Workplace Diversity Is Only OK When White Men Bring It Up, Study Says
For women and people of color hoping to help their workplace better reflect the world around them, it turns out "diversity" is a four-letter word.
Although diversity in the workplace benefits the economy and improves the workplace, it turns out it's only a good thing when white men speak about it. According to a new study published in the Academy of Management, women and nonwhite workers who promoted a diverse staff received much lower ratings from their bosses than white men who promoted diversity — who received good ratings regardless of who they hired.
The study surveyed 350 executives and defined diversity as a workplace that reflected the population of its region.
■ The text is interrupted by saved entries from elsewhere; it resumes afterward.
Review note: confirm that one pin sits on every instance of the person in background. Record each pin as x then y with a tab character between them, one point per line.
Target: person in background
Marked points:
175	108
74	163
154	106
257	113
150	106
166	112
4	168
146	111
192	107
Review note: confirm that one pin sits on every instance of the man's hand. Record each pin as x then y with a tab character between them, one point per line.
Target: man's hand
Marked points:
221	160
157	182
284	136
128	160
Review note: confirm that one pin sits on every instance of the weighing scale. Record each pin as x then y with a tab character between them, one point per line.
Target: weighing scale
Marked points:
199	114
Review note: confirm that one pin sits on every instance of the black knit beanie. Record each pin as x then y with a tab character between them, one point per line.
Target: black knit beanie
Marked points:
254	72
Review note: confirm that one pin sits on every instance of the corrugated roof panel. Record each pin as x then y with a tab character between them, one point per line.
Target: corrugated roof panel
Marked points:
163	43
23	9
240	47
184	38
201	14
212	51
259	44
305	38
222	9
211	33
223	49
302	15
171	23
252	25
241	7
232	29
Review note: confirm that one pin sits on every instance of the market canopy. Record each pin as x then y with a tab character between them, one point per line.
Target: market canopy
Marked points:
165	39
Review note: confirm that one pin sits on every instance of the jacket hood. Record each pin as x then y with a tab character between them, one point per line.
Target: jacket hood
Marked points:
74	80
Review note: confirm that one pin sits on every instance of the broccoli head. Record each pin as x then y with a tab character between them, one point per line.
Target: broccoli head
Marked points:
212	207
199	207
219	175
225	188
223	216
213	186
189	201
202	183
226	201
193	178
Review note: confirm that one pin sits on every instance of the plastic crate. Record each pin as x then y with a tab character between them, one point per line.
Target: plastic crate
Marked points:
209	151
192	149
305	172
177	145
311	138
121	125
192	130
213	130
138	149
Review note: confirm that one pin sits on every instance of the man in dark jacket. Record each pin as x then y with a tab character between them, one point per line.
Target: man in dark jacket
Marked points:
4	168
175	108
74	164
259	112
"For all the talk about how important diversity is within organizations, white and male executives aren't rewarded, career-wise, for engaging in diversity-valuing behavior, and nonwhite and female executives actually get punished for it," two of the researchers, Stefanie K. Johnson and David R. Hekman, wrote in the Harvard Business Review.
In a second part of the experiment, the researchers presented 307 working adults with pictures of fictitious hiring managers and people they hired. When nonwhite or female managers hired nonwhite or female employees, participants said those managers were "less effective." However, white male managers were considered effective regardless of the race or gender of the people they hired.
Why is this, exactly? Johnson and Hekman explain that it's because their "competence is assumed based on their membership in the high status group" and they're able to "deviate from the status quo" — hire people outside their own race and gender — without reproach.
The researchers also pointed out the terrible implications here: Women and people of color are inadvertently discouraged from hiring people like them for fear of low job performance ratings. And the workforce, in turn, does not diversify.
This research adds to the growing evidence that workplace diversity is difficult to achieve on both sides of the equation. People of color face rejection based on their names alone, which can often be an indicator of class status.